In this case report, we describe a patient who presented with facial swelling in the setting of a CD4 count of 627 cells/μL, CD8 count of 1639 cells/μL, and viral load of 9150 copies/mL. Over a period of months, his symptoms progressed with development of a debilitating sensorimotor, axonal polyradiculoneuropathy involving both the lumbosacral and cervical nerves. A minor salivary gland biopsy confirmed a predominantly lymphocytic infiltrate without granulomatous or neoplastic processes. While a number of case studies have described patients with DILS polyneuropathy,^15,16,17 this is only the second that we are aware of in which the patient presented primarily with neurologic complaints. The first, published in 2010 by Chahin, describes a HIV-positive male with a CD4 count of 298 cells/μL and a viral load of 42 066 copies/mL, with 8 months of progressive pain and weakness in his lower extremities but who lacked lymphadenopathy or parotid gland involvement. ¹⁸ His physical examination was remarkable for profound distal sensory and motor weakness, later shown by EMG to be predominantly axonal. A sural nerve biopsy showed infiltration of CD8 lymphocytes into epineural and perineural sites. The patient was treated with a combination of antiretroviral agents and experienced marked improvement in his neurologic symptoms. A repeat sural nerve biopsy 4 months after beginning therapy confirmed resolution of the inflammatory infiltrates.
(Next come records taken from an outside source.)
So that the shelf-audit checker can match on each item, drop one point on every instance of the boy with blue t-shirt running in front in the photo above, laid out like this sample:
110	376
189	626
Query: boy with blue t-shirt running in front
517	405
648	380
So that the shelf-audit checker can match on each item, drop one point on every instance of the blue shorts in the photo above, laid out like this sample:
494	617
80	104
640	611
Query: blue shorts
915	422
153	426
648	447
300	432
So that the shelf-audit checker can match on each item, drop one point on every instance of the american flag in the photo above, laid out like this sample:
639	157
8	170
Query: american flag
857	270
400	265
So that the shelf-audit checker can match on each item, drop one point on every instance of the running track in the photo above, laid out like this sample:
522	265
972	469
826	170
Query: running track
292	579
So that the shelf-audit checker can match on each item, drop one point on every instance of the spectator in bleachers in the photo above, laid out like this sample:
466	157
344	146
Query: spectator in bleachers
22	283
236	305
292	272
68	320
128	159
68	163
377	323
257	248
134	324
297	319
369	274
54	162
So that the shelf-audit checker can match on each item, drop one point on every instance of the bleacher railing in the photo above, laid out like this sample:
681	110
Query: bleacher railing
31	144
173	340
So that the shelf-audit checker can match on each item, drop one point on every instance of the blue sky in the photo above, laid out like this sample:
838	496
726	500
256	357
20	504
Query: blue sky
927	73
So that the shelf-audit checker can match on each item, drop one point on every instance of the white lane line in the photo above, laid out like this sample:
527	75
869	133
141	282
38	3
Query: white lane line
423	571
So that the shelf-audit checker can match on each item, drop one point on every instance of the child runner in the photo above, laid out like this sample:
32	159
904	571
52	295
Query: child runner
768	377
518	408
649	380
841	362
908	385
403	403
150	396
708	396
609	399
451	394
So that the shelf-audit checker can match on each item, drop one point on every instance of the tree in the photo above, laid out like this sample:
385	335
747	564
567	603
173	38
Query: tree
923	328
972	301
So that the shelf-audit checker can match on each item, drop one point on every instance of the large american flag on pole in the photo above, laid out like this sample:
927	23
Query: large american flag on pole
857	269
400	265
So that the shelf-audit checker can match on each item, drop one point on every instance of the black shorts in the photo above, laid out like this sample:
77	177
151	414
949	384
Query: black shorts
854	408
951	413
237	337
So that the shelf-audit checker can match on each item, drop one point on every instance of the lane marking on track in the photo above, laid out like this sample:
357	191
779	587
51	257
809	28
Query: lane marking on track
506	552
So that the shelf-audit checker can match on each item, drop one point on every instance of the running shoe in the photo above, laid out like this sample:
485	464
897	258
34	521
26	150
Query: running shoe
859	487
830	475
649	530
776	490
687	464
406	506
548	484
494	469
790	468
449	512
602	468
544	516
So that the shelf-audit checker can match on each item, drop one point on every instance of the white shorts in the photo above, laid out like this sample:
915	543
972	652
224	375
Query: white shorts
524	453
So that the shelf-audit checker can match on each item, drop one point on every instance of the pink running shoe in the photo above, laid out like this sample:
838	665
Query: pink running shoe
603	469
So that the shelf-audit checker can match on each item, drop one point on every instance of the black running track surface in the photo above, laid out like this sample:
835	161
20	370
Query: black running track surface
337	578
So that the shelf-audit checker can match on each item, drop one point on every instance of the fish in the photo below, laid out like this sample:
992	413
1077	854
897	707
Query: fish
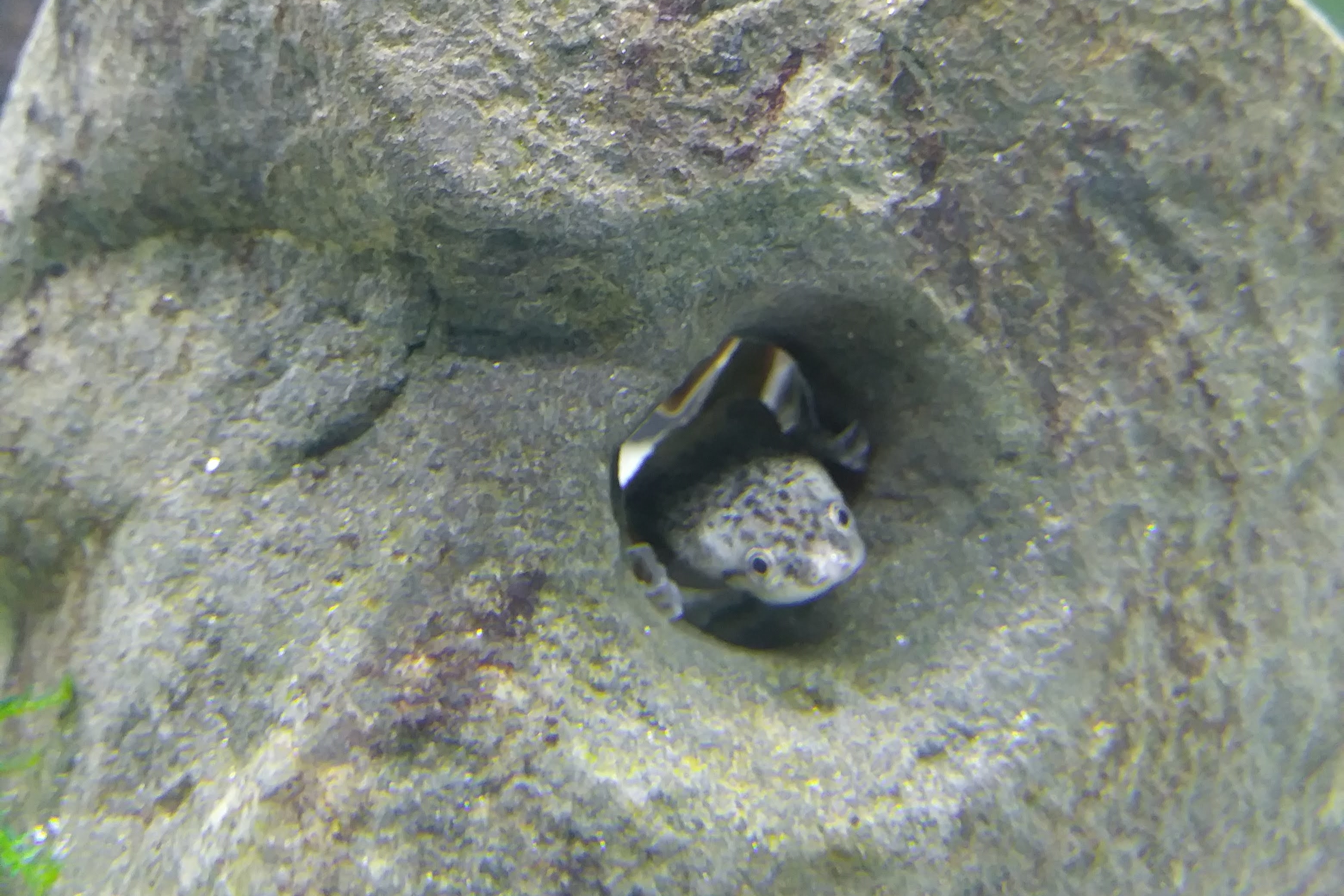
724	491
775	527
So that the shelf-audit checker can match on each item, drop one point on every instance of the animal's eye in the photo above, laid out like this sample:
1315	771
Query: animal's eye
759	560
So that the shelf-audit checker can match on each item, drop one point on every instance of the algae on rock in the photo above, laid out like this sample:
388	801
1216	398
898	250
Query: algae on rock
317	323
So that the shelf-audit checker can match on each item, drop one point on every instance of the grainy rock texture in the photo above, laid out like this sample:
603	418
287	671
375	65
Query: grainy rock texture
317	321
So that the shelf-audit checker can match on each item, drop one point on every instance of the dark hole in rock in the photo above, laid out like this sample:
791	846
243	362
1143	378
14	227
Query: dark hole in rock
740	425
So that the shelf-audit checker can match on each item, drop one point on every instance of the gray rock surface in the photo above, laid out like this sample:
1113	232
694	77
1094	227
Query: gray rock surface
317	323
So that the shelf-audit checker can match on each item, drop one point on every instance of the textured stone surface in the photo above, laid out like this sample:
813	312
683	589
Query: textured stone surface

Diffuse infiltrative lymphocytosis syndrome is a relatively common problem in individuals infected with HIV. While patients with DILS frequently present with parotid enlargement or a sicca syndrome, these symptoms may be mild or even absent. Our case demonstrates the importance of appreciating the diverse extraglandular manifestations of DILS and recognizing that peripheral neuropathy may be the predominant manifestation of this multifaceted disease. Clinicians should consider DILS in the differential diagnosis of HIV-positive patients with a preserved CD4 count who present with polyneuropathy. Those patients with a CD8 lymphocytosis may warrant a further workup for DILS including electrophysiological studies and possibly submandibular and/or sural nerve biopsies. This will allow for prompt initiation of appropriate therapy and, hopefully, for disease remission.